ICEMA: makers of small equipment should consider the Subcontinent
$14 billion awarded in the national highway sector of which around $4 billion will be for small roads in rural areas.
Makers of small construction equipment should take a closer look at the Indian market given the government’s focus on rural roads.
During its bauma Forum presentation, Anand Sundaresan, president of the Indian Construction Equipment Manufacturers’ Association (ICEMA), said there is an urgent need for equipment suited to small projects. These include breakers and small pavers of around 4m wide.
“None of the large [domestic] manufacturers are producing equipment suitable for these small projects,” he said. “The products are for larger road works.”

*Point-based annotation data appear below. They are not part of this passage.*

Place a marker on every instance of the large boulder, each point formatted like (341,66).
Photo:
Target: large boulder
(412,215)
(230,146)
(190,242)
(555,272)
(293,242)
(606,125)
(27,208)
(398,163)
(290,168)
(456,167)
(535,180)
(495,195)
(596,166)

There is a real need in India for mechanisation of the construction of these roads. And the government is putting emphasis on road construction in these rural areas, so there are huge opportunities for any foreign manufacturer of small equipment here.
But domestic small manufacturers face a huge challenge supplying good performing machines for these small works. The compactness of the machines allows transportation over poor roads to get to remote work sites and also gives them the ability to work in tight conditions, he told the audience.
“In many of the rural states of north-eastern India where there is high rainfall the window of opportunity for dry working conditions is only four of five months,” said Sundaresan. “The machines, therefore, have to be very small, efficient and fast.”
Capital expenditure on equipment remains the norm for large companies, and not rental. Only around 7% of equipment sales are for the rental sector, whereas it can be as high as 50% in some developed countries, he said. ICEMA is working with the government to give companies tax breaks if they rent equipment.
There is opportunity for businesses to enter into the rental market to supply small companies which, hoping to take advantage of increased contracts, could be better off renting than buying equipment.
ICEMA is also helping to train people to meet a growing demand for skilled road construction workers, he said. Right now there are around 850,000 trained and skilled workers but this is targeted to rise to around 1.5 million to meet the demand for the government’s increased spending on road construction.
“There is a huge gap for operators and mechanics of construction equipment,” he said. “ICEMA has set up in conjunction with the federal government the infrastructure skills council to train people. The target is to certify around two million people.”